Trumps enger Vertrauter reagiert scharf auf Chameneis „Warnung an die USA“: „Achten Sie auf die Drohnen!“
Der US-Senator Lindsey Graham hat scharf auf die Äußerungen des iranischen Religionsführers Ali Chamenei reagiert, der die regimefreundlichen Demonstrationen als Botschaft an die USA gewertet hatte. Graham warnte mit den Worten „Achten Sie auf die Drohnen“ und spielte auf Gerüchte über eine mögliche Fluchtroute Chameneis an, indem er sagte: „Ich habe gehört, Moskau sei ein Winterwunderland.“
İHA
Auf die Beschreibung des iranischen Religionsführers Ali Chamenei, der die regimefreundlichen Demonstrationen gegen die regierungskritischen Proteste im Land als „Warnung an die amerikanischen Politiker, ihre Täuschungen zu beenden und sich nicht auf verräterische Söldner zu verlassen“ bezeichnete, kam eine Reaktion aus Washington.
Der für seine Nähe zu US-Präsident Donald Trump bekannte US-Senator Lindsey Graham zitierte Chameneis Äußerungen auf der Social-Media-Plattform X und äußerte sich in bemerkenswerter Weise.

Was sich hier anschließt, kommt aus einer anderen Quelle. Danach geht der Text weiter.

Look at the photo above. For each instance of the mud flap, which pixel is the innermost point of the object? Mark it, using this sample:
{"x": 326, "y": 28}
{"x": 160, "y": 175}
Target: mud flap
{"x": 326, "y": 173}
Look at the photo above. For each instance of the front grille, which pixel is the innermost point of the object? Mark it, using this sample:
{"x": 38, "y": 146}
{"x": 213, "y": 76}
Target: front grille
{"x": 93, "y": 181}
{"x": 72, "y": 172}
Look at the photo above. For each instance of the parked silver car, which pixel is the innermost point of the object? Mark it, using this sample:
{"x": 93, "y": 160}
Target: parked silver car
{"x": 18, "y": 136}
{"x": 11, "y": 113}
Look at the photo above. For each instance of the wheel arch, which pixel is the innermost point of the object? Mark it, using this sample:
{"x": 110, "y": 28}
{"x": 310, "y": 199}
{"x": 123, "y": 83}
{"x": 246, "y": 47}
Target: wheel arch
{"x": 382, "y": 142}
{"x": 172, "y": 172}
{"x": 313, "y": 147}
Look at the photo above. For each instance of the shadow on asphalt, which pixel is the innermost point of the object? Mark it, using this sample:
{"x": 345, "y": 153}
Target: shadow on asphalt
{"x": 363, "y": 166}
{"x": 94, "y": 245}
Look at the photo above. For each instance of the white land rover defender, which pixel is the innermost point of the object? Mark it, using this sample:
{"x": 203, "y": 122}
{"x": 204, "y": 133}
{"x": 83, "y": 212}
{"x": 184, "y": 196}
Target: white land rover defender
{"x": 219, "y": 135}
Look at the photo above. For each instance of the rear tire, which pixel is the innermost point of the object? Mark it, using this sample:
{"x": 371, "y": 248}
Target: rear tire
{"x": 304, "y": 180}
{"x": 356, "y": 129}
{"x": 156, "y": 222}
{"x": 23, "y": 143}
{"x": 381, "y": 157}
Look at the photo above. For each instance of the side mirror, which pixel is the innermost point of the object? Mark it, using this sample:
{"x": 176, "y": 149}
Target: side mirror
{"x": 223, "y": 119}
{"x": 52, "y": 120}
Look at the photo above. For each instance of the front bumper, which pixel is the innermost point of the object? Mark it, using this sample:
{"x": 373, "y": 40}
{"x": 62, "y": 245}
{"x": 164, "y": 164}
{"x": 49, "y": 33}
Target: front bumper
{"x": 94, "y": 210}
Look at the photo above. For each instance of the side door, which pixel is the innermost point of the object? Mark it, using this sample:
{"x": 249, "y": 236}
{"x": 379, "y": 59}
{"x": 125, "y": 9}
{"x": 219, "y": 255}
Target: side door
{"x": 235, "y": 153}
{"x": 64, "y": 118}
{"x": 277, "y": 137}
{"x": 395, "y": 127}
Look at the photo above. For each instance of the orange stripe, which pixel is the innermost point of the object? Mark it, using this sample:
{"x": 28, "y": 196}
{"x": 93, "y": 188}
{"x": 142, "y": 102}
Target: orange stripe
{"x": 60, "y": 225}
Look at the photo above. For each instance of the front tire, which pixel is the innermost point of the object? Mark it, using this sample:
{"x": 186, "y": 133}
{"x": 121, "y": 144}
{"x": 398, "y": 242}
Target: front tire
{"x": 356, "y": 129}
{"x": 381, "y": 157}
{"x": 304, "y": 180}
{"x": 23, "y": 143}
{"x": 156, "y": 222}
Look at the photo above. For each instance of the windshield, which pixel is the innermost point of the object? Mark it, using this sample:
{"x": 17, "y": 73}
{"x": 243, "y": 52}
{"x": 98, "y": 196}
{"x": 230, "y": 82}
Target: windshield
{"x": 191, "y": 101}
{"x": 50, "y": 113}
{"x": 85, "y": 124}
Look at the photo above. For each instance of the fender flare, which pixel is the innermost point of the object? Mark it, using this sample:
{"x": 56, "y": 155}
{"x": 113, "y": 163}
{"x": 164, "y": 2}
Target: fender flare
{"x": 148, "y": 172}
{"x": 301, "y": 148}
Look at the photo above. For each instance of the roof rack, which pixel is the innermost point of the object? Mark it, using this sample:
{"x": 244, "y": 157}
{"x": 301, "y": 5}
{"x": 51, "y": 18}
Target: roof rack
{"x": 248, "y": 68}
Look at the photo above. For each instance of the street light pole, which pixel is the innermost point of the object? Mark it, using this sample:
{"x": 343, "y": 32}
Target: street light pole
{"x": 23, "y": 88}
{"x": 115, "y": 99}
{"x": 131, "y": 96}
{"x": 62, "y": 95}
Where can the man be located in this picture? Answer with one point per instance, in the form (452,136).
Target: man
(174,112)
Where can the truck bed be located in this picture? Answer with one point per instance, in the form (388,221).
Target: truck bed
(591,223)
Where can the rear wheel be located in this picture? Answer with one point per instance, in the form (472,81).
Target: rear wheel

In seinem Beitrag wandte sich Graham direkt an Chamenei: „An den Ayatollah (Chamenei). Wir reden nicht mehr so viel wie früher. Habe ich Sie beleidigt?“ Graham ging auch auf die Spekulationen ein, dass Chamenei im Falle einer Eskalation der regierungskritischen Proteste im Iran nach Russland fliehen könnte, und fügte hinzu: „Was Ihre letzte Warnung an die amerikanischen Politiker betrifft: Ich habe gehört, Moskau sei ein Winterwunderland.“
Mit einem Verweis auf mögliche militärische Schritte der USA gegen den Iran gab Graham am Ende seines Beitrags eine bemerkenswerte Warnung ab: „Achten Sie auf die Drohnen.“
EINE PROVOZIERENDE AUSSAGE
In einem weiteren Beitrag zitierte Graham ein Interview mit dem Vorsitzenden des iranischen Nationalen Sicherheitsrates, Ali Laridschani, in dem dieser sagte: „Trump redet viel, nehmen Sie ihn nicht ernst.“ Graham bewertete diese Äußerungen als „eine ziemlich provokative Aussage des sogenannten nationalen Sicherheitschefs des Iran über US-Präsident Donald Trump“ und warnte, dass diejenigen, die Trump herabwürdigende Aussagen machten, mit den Konsequenzen rechnen müssten.